Tardó unos segundos en comenzar.
Y entonces escuché su voz.
Una voz joven, tensa, decidida y quebrada al mismo tiempo. Una voz con grietas. Una voz que parecía hablarme desde una esquina muy concreta del miedo. Como si me llamara por mi nombre sin conocerlo.
No dijo “hola”.
No se presentó enseguida.
Empezó con una frase como un disparo al pecho:
“Si alguien encuentra esto, es porque no me escucharon a tiempo.”
Me incorporé en la silla, sin darme cuenta. El café se tambaleó. Cerré el resto de ventanas del ordenador. La pestaña del correo quedó abierta, pero se volvió invisible. Todo lo que existía en ese momento era esa voz. Esa chica.
Alma.
¿Era su nombre real? ¿Era un personaje? ¿Una performance?
Durante los primeros minutos me obligué a pensar que sí. Que se trataba de una estudiante creativa, una propuesta de storytelling inmersivo, algún experimento del taller de podcast o de los alumnos de segundo. El archivo se titulaba como esos audios de true crime con pretensiones artísticas. Voz femenina, ambiente tenso, confesión a cámara lenta. He oído decenas. He producido algunos. Conozco la fórmula.
Pero no.
Esto no era un guion.
Ojalá lo hubiera sido.
Había algo en su respiración. En la manera exacta en que sus pausas no buscaban efecto, sino aire. Como quien habla para no ahogarse. Como si cada palabra se arrancara del cuerpo, no de un papel.
A los tres minutos me quité las gafas.
A los cinco, puse el volumen al máximo.
A los siete, ya no podía dejar de escuchar.
Y lo peor no era lo que decía.
Lo peor era lo que me hacía sentir.
Una incomodidad viscosa. Una punzada de reconocimiento.
Y una certeza temprana, profunda, cruel:
Esto era real.
Y acababa de meterme en algo que no iba a poder desoír.
Pausé el audio cuando llegaba al minuto nueve.
Solo un clic. Una pausa breve.
Pero sentí que me había detenido yo, no el reproductor.
Me levanté sin pensar y fui directa a la cocina. No tenía hambre. Ni sed. Solo necesitaba mover el cuerpo. Huir de esa voz sin apagarla del todo. A veces hago eso: dejo las cosas a medias solo para comprobar que puedo retomarlas después. Como si al no cerrar del todo una puerta pudiera evitar que se convirtiera en un muro.
El suelo estaba frío.
Y yo…
yo llevaba días sin sentir nada tan real.
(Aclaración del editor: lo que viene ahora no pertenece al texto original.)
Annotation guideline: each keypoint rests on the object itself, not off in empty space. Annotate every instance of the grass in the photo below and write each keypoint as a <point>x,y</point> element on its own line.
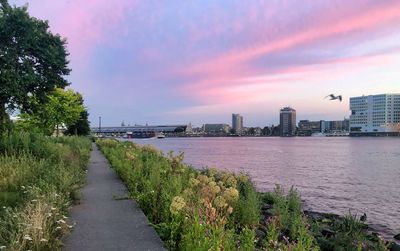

Soy Julia. Treinta y dos. Periodista freelance. Especializada en narrativas sonoras. Crónica íntima, le llaman ahora. Historias al oído, al estómago, a la médula. Eso, cuando hay encargos. El resto del tiempo escribo lo que puedo, corrijo lo que me pagan, y doy clase un par de tardes a la semana en la misma facultad donde estudié. Donde aprendí a contar y a callar. Donde ahora doy una optativa pequeña, casi invisible: Crónica Sonora.
A veces me siento como un parche.
Una voz de paso.
Una nota al pie de los planes de estudio.